At the top of the dialog, you can choose which kind of element you wish to define:
- Linker. This is a sequence which should just be ignored - it is neither the barcode nor the sequence of interest. Following the example in figure 23.13, it would be the four nucleotides of the SrfI site. For this element, you simply define its length - nothing else.
- Barcode. The barcode is the stretch of nucleotides used to group the sequences. In this dialog, you simply need to specify the length of the barcode. The valid sequences for your barcodes need to be provided at a later stage in setting up this job.
- Sequence. This element defines the sequence of interest. You can define a length interval for how long you expect this sequence to be. The sequence part is the only part of the read that is retained in the output. Both barcodes and linkers are removed.
Figure 23.15: Processing the tags as shown in the example of figure 23.13.
If you have paired data, the dialog shown in figure 23.15 will be displayed twice - one for each part of the pair.

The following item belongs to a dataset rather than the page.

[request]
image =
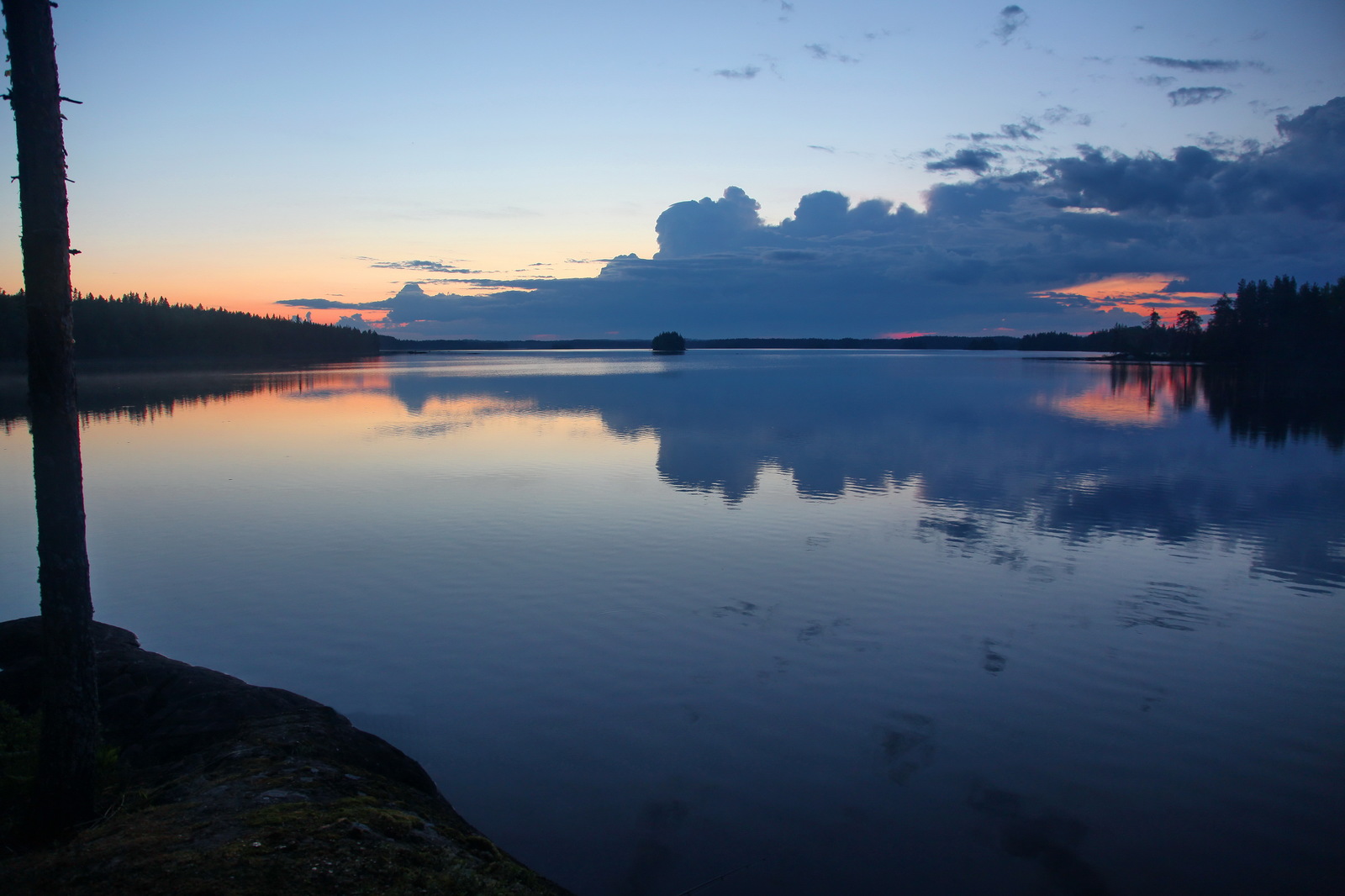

In case, where paired reads are expected to be barcoded in the same way (see example below), you would set the parameters for read1 (wizard step 3) and read2 (wizard step 4) to be the same.
Read1 : -Linker-Barcode1-Sequence
Read2 : -Linker-Barcode1-Sequence
However, if read2 of the pair is not expected to be the same as read1 in the pair, it is necessary to adjust these settings accordingly. For example, it is possible that read2 does not contain any barcode sequence at all. In this case, you would simply set the sequence parameter for the mate and exclude the barcode and linker parameters.
Clicking Next will display a dialog as shown in figure 23.16.
Figure 23.16: Specifying the barcodes as shown in the example of figure 23.13.
Barcodes can be entered manually or imported from a properly formatted CSV or Excel file:
Manually The barcodes can be entered manually by clicking the Add (
) button. You can edit the barcodes and the names by clicking the cells in the table.
The barcode name is used when naming the results.
Import from CSV or Excel To import a file of barcodes, click on the Import (
) button.
The input format consists of two columns: the first contains the barcode
sequence, the second contains the name of the barcode. An acceptable csv format file would contain columns of information that looks like:
| "AAAAAA","Sample1" |
| "GGGGGG","Sample2" |
| "CCCCCC","Sample3" |
The Preview column will show a preview of the results by running through the first 10,000 reads.
At the top, you can choose to search on both strands for the barcodes (this is needed for some 454 protocols where the MID is located at either end of the read).
Click Next to specify the output options. First, you can choose to create a list of the reads that could not be grouped. Second, you can create a summary report showing how many reads were found for each barcode (see figure 23.17).
Figure 23.17: An example of a report showing the number of reads in each group.
There is also an option to create subfolders for each sequence list. This can be handy when the results need to be processed in batch mode.
A new sequence list will be generated for each barcode containing all the sequences where this barcode is identified. Both the linker and barcode sequences are removed from each of the sequences in the list, so that only the target sequence remains. This means that you can continue the analysis by doing trimming or mapping. Note that you have to perform separate mappings for each sequence list.